Toma firma l’ordinanza e detta nuove regole: “Autocertificazioni prima di riaprire le attività”

Stasera - 17 maggio - a poche ore dall'entrata in vigore del nuovo decreto del governo, il presidente della Regione Molise ha firmato la nuova ordinanza per la riapertura delle attività al dettaglio: "Non dimenticate di redigere l'autocertificazione che attesta il rispetto delle linee guida allegate alla mia ordinanza e che deve essere inviata alla Direzione generale della Salute della Regione Molise".

Intorno alle 20.30 l’annuncio del governatore Donato Toma: “Ho appena firmato l’ordinanza che consentirà di poter esercitare l’attività al dettaglio”.

La firma dopo ore di trattativa, che si sono svolte anche nella notte che ha tenuto banco tra le Regioni e palazzo Chigi: “E’ stata una notte lunga e travagliata – ricorda anche il capo della Giunta regionale del Molise – con il confronto tra i presidenti delle Regioni e il Governo. Dopo il parere dei governatori, finalmente oggi il Governo ha varato il dpcm, il decreto che lascia alle Regioni la discrezionalità di consentire l’apertura di alcune attività commerciali”.

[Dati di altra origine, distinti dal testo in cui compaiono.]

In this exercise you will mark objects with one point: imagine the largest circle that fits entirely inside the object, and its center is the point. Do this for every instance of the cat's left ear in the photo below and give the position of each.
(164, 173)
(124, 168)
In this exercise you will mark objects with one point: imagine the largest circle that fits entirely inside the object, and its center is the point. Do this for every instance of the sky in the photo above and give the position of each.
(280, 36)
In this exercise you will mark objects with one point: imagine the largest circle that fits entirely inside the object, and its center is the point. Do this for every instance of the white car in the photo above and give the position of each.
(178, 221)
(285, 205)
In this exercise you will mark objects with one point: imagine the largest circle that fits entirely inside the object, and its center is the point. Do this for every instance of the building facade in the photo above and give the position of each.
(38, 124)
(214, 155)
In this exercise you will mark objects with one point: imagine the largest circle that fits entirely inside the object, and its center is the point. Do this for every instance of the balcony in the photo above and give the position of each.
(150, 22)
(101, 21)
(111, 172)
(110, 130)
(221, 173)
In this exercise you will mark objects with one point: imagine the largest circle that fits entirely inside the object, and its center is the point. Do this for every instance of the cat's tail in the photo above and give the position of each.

Il suo collega campano Vincenzo De Luca non riaprirà le attività al dettaglio. Una posizione condivisa anche dal massimo rappresentante del Molise: “Con i colleghi presidenti di Regione, in queste ore, abbiamo fatto un grande lavoro corale per andare verso la fase 3. Abbiamo lavorato giorno e notte, senza sosta, perché dobbiamo evitare che la crisi sanitaria si trasformi in crisi economica. È stato fatto un ottimo lavoro. Insieme alla Campania abbiamo semplicemente espresso un parere contrario relativamente alla scelta di scaricare sulle regioni la responsabilità della valutazione del rischio epidemiologico sulla base di dati elaborati dal Ministero della Sanità. È un principio che non comprendiamo e che crea caos istituzionale”

Toma ha deciso comunque di andare avanti: “Siamo concentrati per fare in modo che la graduale riapertura, che avverrà da domani, sia in sicurezza per tutti. La sicurezza e la tutela della salute dei cittadini vengono prima di ogni altra cosa. È sulla base di questo principio che, prima ancora degli altri, recepimmo in maniera molto precisa le iniziali restrizioni emanate dal Governo per fronteggiare l’emergenza coronavirus. Molti ci dissero che avevamo esagerato, per poi ricredersi e seguirci su questa linea. Il Molise è stato un esempio per tutta la fase 1 e vogliamo raccogliere i frutti del senso di responsabilità della stragrande maggioranza di tutti i cittadini e della proficua collaborazione istituzionale tra Regione, Comuni ed Enti sul territorio”.

Insomma domani è un altro giorno, diceva Rossella O’Hara. E domani – 18 maggio – “estetisti, barbieri, parrucchieri, baristi, ristoratori e balneatori potrete aprire i battenti”, scandisce Toma. Ma c’è il classico ‘ma’: bisognerà essere rigorosi a rispettare le linee guida che il presidente della Regione Molise ha allegato alla sua ordinanza. E per dimostrarlo bisognerà firmare un’autocertificazione che si dovrà compilare a mano e poi inviare allo stesso ente di via Genova.

“Alla mia ordinanza sono allegate le linee guida che bisogna puntualmente applicare. Nè dimenticate di redigere l’autocertificazione che attesta il rispetto delle stesse linee guida. Questa autocertificazione deve essere inviata alla Direzione generale della Salute della Regione Molise prima di alzare la saracinesca”.

EMERGENZA_COVID-19_FASE_2_-_LINEE_GUIDA_PER_LA_RIAPERTURA_DELLE_ATTIVITA_ECONOMICHE_E_PRODUTTIVE 

Una notizia che probabilmente manderà in tilt gli esercenti che erano pronti a rimettersi in moto con tutte le precauzioni di sicurezza e avevano fatto incetta di guanti, mascherine e barriere di plexiglass.